HOPC: Histogram of Oriented Principal Components of 3D Pointclouds for Action Recognition
Hossein Rahmani, Arif Mahmood, Du Q. Huynh, Ajmal Mian

TL;DR
This paper introduces HOPC, a robust 3D action recognition method using a novel descriptor and keypoint detection that outperforms existing techniques, especially under viewpoint changes.
Contribution
The paper presents a new descriptor and keypoint detection algorithm for 3D pointcloud-based action recognition, improving robustness to viewpoint, noise, and action speed variations.
Findings
Outperforms state-of-the-art algorithms on benchmark datasets.

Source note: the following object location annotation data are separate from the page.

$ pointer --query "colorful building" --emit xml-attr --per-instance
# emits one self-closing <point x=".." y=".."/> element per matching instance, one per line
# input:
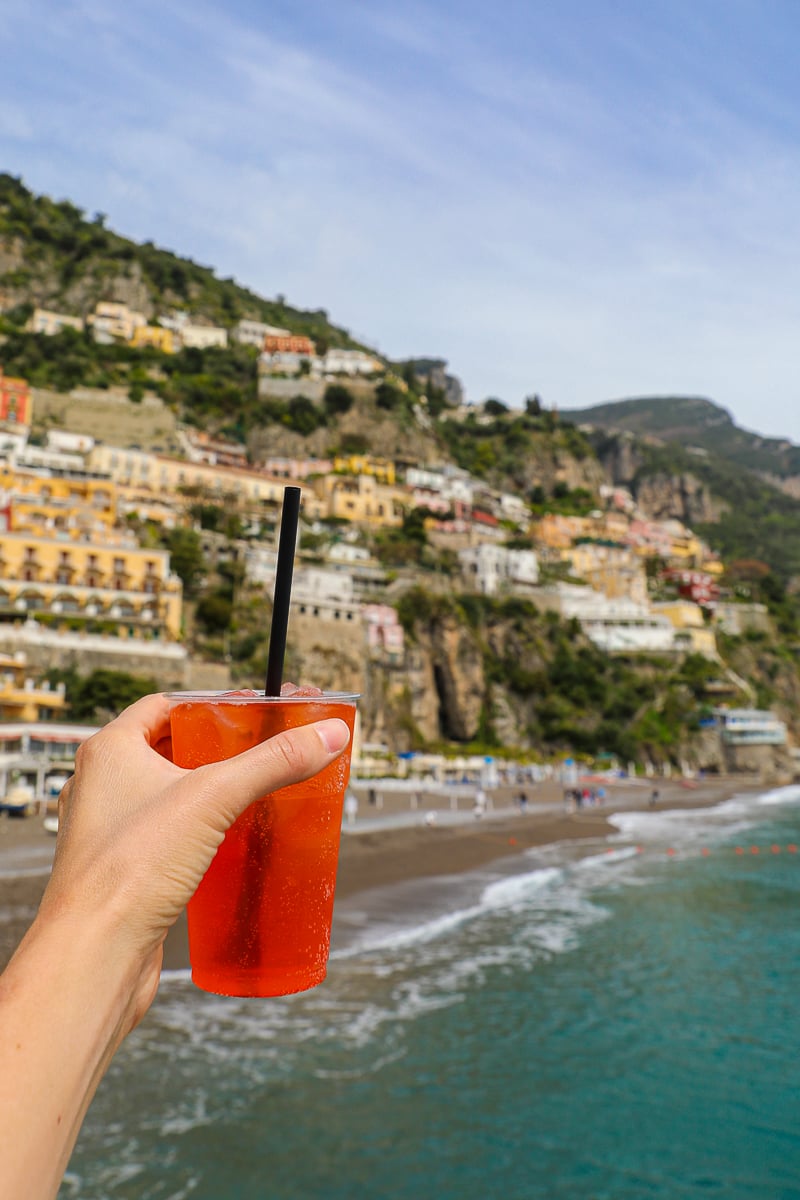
<point x="119" y="586"/>
<point x="154" y="336"/>
<point x="288" y="343"/>
<point x="16" y="405"/>
<point x="49" y="504"/>
<point x="360" y="498"/>
<point x="22" y="699"/>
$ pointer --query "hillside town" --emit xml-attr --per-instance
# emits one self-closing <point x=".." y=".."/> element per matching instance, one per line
<point x="78" y="583"/>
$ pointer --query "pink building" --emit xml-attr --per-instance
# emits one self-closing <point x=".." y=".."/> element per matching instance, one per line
<point x="384" y="631"/>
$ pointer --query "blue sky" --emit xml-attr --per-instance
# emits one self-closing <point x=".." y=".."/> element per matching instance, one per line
<point x="585" y="199"/>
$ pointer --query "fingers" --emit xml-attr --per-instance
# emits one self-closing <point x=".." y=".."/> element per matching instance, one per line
<point x="286" y="759"/>
<point x="149" y="715"/>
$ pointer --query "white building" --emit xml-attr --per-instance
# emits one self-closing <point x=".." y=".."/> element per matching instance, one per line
<point x="203" y="336"/>
<point x="61" y="441"/>
<point x="44" y="321"/>
<point x="614" y="625"/>
<point x="513" y="508"/>
<point x="750" y="726"/>
<point x="353" y="363"/>
<point x="491" y="569"/>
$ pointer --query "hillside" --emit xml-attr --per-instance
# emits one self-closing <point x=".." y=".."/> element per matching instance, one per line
<point x="695" y="421"/>
<point x="53" y="256"/>
<point x="486" y="675"/>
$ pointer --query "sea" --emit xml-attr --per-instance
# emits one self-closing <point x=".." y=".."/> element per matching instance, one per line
<point x="614" y="1021"/>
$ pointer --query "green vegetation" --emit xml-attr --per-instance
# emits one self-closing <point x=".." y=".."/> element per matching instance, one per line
<point x="693" y="421"/>
<point x="758" y="521"/>
<point x="505" y="449"/>
<point x="573" y="697"/>
<point x="101" y="694"/>
<point x="68" y="256"/>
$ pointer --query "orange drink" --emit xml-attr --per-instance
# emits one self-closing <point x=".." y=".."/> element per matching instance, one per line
<point x="259" y="924"/>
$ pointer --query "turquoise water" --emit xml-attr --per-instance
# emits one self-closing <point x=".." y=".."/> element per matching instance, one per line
<point x="620" y="1026"/>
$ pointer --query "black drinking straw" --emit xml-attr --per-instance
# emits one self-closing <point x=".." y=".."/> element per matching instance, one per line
<point x="287" y="544"/>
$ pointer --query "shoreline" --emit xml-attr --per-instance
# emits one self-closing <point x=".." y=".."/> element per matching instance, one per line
<point x="386" y="853"/>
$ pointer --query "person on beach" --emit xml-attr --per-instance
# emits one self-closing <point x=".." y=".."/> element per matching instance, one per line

Demonstrates robustness to viewpoint variations.
Introduces a new multiview human activity dataset.
Abstract
Existing techniques for 3D action recognition are sensitive to viewpoint variations because they extract features from depth images which change significantly with viewpoint. In contrast, we directly process the pointclouds and propose a new technique for action recognition which is more robust to noise, action speed and viewpoint variations. Our technique consists of a novel descriptor and keypoint detection algorithm. The proposed descriptor is extracted at a point by encoding the Histogram of Oriented Principal Components (HOPC) within an adaptive spatio-temporal support volume around that point. Based on this descriptor, we present a novel method to detect Spatio-Temporal Key-Points (STKPs) in 3D pointcloud sequences. Experimental results show that the proposed descriptor and STKP detector outperform state-of-the-art algorithms on three benchmark human activity datasets. We also…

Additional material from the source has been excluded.